Clustering Text Documents using K-Means in Scikit Learn
Clustering text documents is a common problem in Natural Language Processing (NLP) where similar documents are grouped based on their content. K-Means clustering is a popular clustering technique used for this purpose. In this article we'll learn how to perform text document clustering using the K-Means algorithm in Scikit-Learn.
Implementation using Python
In this project we're building an application to detect sarcasm in headlines. Sarcasm can make sentences sound opposite to their true meaning which can confuse systems that analyze sentiment.
Step 1: Import Necessary Libraries
We need some Python libraries for our task like numpy, pandas, matplotlib and scikit learn.
import json
import numpy as np
import pandas as pd
import requests
from sklearn.feature_extraction.text import TfidfVectorizer
from sklearn.decomposition import PCA
from sklearn.cluster import KMeans
import matplotlib.pyplot as plt
Step 2: Load the Dataset
Now let's load the dataset of sarcasm headlines. We download the dataset using the requests.get(url) method. The .json() method converts the raw data into a Python dictionary. Then we create a pandas DataFrame df to make the data easier to work with.
url = "https://raw.githubusercontent.com/PawanKrGunjan/Natural-Language-Processing/main/Sarcasm%20Detection/sarcasm.json"
response = requests.get(url)
data = response.json()
df = pd.DataFrame(data)
Step 3: Convert Text to Numeric Representation using TF-IDF
We need to convert the text data into a format that the K-Means algorithm can understand (numbers).
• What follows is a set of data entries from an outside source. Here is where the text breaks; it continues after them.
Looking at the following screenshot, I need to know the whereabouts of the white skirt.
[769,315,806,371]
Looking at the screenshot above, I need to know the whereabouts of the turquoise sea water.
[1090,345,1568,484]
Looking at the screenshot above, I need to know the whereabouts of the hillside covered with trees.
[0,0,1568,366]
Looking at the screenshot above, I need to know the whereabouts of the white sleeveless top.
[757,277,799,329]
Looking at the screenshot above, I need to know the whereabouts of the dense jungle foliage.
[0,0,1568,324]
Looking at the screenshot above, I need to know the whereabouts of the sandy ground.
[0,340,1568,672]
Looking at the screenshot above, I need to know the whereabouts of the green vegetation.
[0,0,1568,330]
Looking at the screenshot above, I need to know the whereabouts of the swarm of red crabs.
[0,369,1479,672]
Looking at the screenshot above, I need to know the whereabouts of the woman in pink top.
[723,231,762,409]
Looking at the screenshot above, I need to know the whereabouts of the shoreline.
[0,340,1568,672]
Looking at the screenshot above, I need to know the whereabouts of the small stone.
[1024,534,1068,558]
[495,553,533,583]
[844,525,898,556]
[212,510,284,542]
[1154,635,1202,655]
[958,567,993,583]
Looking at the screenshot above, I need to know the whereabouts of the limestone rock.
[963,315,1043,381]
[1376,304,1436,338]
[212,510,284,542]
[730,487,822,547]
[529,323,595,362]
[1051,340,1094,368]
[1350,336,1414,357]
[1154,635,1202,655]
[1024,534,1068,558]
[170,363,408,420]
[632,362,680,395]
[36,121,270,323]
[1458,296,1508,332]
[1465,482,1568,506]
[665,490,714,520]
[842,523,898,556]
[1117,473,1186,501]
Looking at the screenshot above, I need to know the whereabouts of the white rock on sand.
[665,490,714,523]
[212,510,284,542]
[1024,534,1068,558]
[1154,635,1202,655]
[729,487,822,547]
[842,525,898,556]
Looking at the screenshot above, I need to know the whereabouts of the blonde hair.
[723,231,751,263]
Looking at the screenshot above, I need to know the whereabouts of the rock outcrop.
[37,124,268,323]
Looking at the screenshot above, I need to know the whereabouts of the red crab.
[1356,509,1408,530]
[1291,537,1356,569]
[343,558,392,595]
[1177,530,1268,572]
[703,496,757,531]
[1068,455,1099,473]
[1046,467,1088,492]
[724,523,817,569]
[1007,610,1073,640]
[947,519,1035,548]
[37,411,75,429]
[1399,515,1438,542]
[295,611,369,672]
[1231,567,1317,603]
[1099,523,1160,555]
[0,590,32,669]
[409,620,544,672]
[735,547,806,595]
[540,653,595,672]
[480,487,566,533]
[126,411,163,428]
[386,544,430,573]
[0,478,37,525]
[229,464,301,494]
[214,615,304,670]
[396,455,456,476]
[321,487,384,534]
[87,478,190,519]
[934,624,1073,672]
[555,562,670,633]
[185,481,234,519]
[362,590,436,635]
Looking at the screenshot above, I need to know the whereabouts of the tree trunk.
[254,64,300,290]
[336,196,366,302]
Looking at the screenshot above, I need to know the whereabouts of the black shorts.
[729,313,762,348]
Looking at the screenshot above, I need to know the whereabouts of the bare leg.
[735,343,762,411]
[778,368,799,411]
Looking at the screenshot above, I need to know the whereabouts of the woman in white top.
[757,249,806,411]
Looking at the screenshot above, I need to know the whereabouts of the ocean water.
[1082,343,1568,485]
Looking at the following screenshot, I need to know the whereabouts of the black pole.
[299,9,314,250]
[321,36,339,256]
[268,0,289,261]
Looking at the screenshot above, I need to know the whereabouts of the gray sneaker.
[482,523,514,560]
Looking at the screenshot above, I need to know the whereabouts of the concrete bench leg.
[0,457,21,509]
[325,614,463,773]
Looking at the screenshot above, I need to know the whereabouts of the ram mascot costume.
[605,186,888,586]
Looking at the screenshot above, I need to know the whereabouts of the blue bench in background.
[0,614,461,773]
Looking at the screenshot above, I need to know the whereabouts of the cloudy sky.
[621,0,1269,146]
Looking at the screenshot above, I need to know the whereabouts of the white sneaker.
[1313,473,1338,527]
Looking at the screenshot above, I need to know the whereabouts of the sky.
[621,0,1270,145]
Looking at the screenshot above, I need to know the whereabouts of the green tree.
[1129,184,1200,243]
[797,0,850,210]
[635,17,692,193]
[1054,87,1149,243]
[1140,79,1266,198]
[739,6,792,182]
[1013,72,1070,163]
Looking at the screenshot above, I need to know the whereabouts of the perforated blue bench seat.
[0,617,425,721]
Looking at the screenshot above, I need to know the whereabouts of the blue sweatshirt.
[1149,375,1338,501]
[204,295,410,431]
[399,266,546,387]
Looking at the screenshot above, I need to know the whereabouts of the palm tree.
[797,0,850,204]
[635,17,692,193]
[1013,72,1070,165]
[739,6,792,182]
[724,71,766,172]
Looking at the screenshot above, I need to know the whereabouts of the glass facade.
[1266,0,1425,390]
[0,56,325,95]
We use TF-IDF for this.
- TfidfVectorizer converts text into a numeric format.
- stop_words='english' removes common words like "the", "and" that don't add much meaning.
- fit_transform(sentence) creates a TF-IDF matrix where each row represents a document and each column represents a word’s importance.
sentence = df['headline']
vectorizer = TfidfVectorizer(stop_words='english')
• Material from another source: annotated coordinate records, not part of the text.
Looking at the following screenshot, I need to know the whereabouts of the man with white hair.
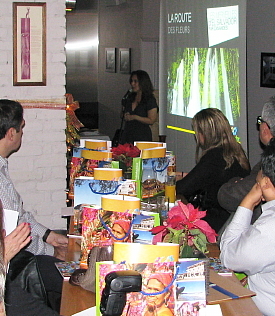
[218,96,275,223]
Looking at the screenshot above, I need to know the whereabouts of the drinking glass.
[165,175,176,203]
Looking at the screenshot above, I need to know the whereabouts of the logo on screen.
[207,5,239,47]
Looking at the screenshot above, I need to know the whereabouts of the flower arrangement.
[151,202,217,258]
[112,144,140,171]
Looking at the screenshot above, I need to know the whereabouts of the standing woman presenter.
[121,70,158,144]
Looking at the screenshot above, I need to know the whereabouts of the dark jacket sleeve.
[218,162,261,212]
[176,149,225,199]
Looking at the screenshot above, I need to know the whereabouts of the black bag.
[112,129,123,147]
[8,250,47,305]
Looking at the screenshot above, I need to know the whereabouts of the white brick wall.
[0,0,66,229]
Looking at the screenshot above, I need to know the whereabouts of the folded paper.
[114,243,179,263]
[101,195,140,212]
[94,168,122,181]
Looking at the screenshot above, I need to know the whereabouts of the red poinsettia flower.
[168,202,217,243]
[112,144,140,158]
[151,202,217,246]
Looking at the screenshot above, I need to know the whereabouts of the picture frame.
[105,48,116,72]
[13,2,46,86]
[119,48,131,74]
[260,53,275,88]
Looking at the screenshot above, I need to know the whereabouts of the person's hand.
[124,112,132,121]
[176,171,188,181]
[46,231,68,248]
[4,223,31,265]
[46,231,68,260]
[240,182,263,211]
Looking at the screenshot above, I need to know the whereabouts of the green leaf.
[167,227,183,244]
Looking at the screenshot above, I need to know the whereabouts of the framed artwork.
[119,48,131,74]
[105,48,116,72]
[260,53,275,88]
[13,2,46,86]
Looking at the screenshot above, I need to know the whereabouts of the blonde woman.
[176,108,250,232]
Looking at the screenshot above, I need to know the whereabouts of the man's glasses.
[257,116,270,130]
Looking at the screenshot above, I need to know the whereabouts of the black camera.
[100,270,142,316]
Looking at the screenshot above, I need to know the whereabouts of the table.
[60,238,95,316]
[60,238,262,316]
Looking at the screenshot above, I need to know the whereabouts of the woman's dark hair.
[129,70,154,100]
[0,99,23,139]
[261,138,275,186]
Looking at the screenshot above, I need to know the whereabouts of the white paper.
[205,304,222,316]
[72,306,96,316]
[72,304,222,316]
[3,209,19,235]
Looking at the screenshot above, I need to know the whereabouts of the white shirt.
[0,156,54,255]
[220,200,275,316]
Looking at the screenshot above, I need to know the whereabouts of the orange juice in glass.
[165,176,176,203]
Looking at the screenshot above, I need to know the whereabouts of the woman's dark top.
[122,95,158,144]
[176,147,249,232]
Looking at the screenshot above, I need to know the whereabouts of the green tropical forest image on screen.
[167,48,240,126]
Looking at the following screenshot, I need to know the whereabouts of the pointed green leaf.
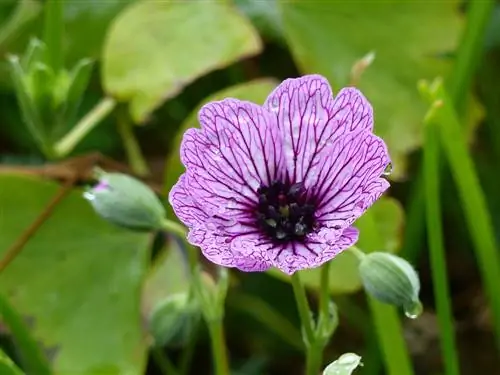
[102,0,262,122]
[0,175,151,375]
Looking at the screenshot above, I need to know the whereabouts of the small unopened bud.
[148,293,200,347]
[359,252,422,318]
[83,173,165,230]
[323,353,363,375]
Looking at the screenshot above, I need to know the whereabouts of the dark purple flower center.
[257,181,315,242]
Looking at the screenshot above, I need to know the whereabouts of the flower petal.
[264,75,373,182]
[307,131,390,228]
[188,228,271,272]
[271,227,359,275]
[181,99,282,217]
[168,174,208,228]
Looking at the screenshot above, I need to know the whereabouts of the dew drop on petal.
[382,163,392,176]
[403,300,424,319]
[83,191,95,201]
[271,96,280,112]
[337,353,361,366]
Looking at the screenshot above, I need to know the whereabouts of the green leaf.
[0,0,42,50]
[163,78,278,219]
[64,0,137,66]
[268,197,404,294]
[279,0,461,179]
[0,174,150,375]
[0,294,50,375]
[102,0,262,122]
[0,349,24,375]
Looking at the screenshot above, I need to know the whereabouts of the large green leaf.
[0,175,150,375]
[279,0,461,178]
[268,198,404,294]
[0,0,136,87]
[163,79,278,218]
[102,0,261,122]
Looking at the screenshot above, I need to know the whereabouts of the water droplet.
[271,96,280,112]
[382,163,392,176]
[337,353,361,366]
[83,191,95,201]
[404,300,424,319]
[227,198,239,209]
[213,149,222,161]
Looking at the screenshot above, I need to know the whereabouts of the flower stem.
[163,219,229,375]
[43,0,64,74]
[54,97,116,158]
[319,261,332,319]
[291,272,315,347]
[207,319,229,375]
[117,111,150,177]
[151,348,179,375]
[163,219,199,276]
[306,340,323,375]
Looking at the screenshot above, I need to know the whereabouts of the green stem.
[163,219,229,375]
[43,0,64,74]
[347,246,366,262]
[424,102,460,375]
[117,111,150,177]
[0,295,51,375]
[207,319,229,375]
[360,216,413,375]
[401,0,495,261]
[319,261,332,319]
[179,320,200,375]
[162,219,199,273]
[54,97,116,157]
[291,272,315,347]
[151,348,179,375]
[306,340,323,375]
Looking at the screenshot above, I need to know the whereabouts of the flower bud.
[148,293,200,346]
[84,173,165,230]
[323,353,363,375]
[359,252,422,318]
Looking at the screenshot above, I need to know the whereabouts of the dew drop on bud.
[271,96,280,112]
[83,191,95,201]
[404,301,424,319]
[382,163,392,176]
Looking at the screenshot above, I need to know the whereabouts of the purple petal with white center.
[169,178,271,272]
[264,75,373,182]
[308,130,390,228]
[270,227,359,275]
[181,99,282,219]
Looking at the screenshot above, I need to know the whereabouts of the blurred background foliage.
[0,0,500,375]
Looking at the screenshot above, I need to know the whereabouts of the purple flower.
[169,75,390,274]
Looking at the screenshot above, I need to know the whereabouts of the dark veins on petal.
[257,181,316,243]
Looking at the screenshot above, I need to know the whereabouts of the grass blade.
[423,97,460,375]
[428,80,500,350]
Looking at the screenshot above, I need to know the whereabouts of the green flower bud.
[148,293,200,347]
[359,252,422,318]
[83,173,165,230]
[323,353,363,375]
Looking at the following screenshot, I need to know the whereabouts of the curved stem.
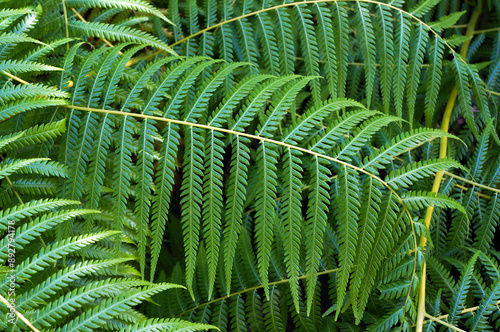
[444,171,500,193]
[169,0,460,59]
[416,6,481,332]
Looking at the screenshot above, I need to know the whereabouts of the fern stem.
[424,313,466,332]
[2,70,30,85]
[416,6,481,332]
[484,89,500,96]
[169,0,458,59]
[175,269,339,317]
[435,301,500,320]
[0,295,40,332]
[62,0,69,52]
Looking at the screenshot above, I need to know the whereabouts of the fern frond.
[65,0,173,25]
[280,148,303,312]
[120,318,217,332]
[406,25,429,129]
[401,191,467,215]
[304,156,330,314]
[467,280,500,331]
[363,128,455,169]
[66,21,177,55]
[392,13,411,117]
[335,116,398,162]
[335,165,360,317]
[410,0,439,17]
[4,119,66,150]
[181,127,204,298]
[56,284,180,332]
[255,142,278,299]
[425,37,444,127]
[449,253,479,324]
[474,193,500,252]
[0,209,99,260]
[314,3,337,98]
[452,54,479,137]
[350,177,382,321]
[354,1,376,108]
[294,5,321,103]
[376,4,394,114]
[384,158,464,188]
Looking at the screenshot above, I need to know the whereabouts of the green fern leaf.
[350,177,382,322]
[65,0,173,25]
[410,0,439,17]
[452,53,479,137]
[425,37,444,127]
[120,318,217,332]
[314,3,337,98]
[332,2,349,98]
[376,4,394,114]
[335,165,360,317]
[354,1,376,108]
[401,191,467,215]
[304,156,331,314]
[406,24,429,129]
[363,128,455,169]
[56,284,180,332]
[257,13,280,75]
[392,13,410,117]
[449,253,479,324]
[384,158,464,189]
[66,21,177,55]
[276,8,295,75]
[181,127,204,299]
[294,5,321,103]
[280,148,303,312]
[255,142,278,299]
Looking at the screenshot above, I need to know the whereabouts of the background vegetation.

vectorized_documents = vectorizer.fit_transform(sentence)
Step 4: Reduce Dimensionality using PCA
Since TF-IDF produces a high-dimensional matrix we reduce its dimensions to make it easier to visualize.
- TF-IDF output is high-dimensional and difficult to visualize.
- PCA(n_components=2) reduces it to 2 dimensions so we can plot it.
pca = PCA(n_components=2)
reduced_data = pca.fit_transform(vectorized_documents.toarray())
Step 5: Applying K-Means Clustering
We will now apply the K-Means algorithm to group the headlines into categories (sarcastic or not sarcastic).
- KMeans(n_clusters=2): We choose 2 clusters since the dataset has headlines labeled as either sarcastic or not sarcastic.
- n_init=5: Runs K-Means 5 times to get the best clustering result.
- max_iter=500: The algorithm can iterate 500 times to find the best solution.
- random_state=42: Ensures that results are reproducible.
num_clusters = 2
kmeans = KMeans(n_clusters=num_clusters, n_init=5, max_iter=500, random_state=42)
kmeans.fit(vectorized_documents)
Output:

Step 6: Storing Clustering Results
After clustering we store the results in a DataFrame for easy viewing.
- kmeans.labels_ contains the cluster label for each headline (0 or 1).
- We print 5 random samples of the results to check the clustering.
results = pd.DataFrame()
results['document'] = sentence
results['cluster'] = kmeans.labels_
print(results.sample(5))
Output:

Step 7: Visualizing Clusters
Finally we visualize the clustered headlines in a scatter plot.
- We use plt.scatter to plot the data points.
- Each cluster is shown in different colors red for non-sarcastic and green for sarcastic.
- The scatter plot shows how K-Means has grouped the headlines.
colors = ['red', 'green']
cluster_labels = ['Not Sarcastic', 'Sarcastic']
for i in range(num_clusters):
plt.scatter(reduced_data[kmeans.labels_ == i, 0],
reduced_data[kmeans.labels_ == i, 1],
s=10, color=colors[i],
label=f'{cluster_labels[i]}')
plt.legend()
plt.xlabel('PCA Component 1')
plt.ylabel('PCA Component 2')
plt.title('K-Means Clustering of Sarcasm Headlines')
plt.show()
Output:

The scatter plot shows the K-Means clustering results for sarcasm detection in headlines. Red points represent Not Sarcastic headline while Green points indicate Sarcastic headlines. This clustering reveals distinct patterns using TF-IDF and K-Means can effectively separate text categories. This showcases the potential of clustering for text analysis using scikit learn.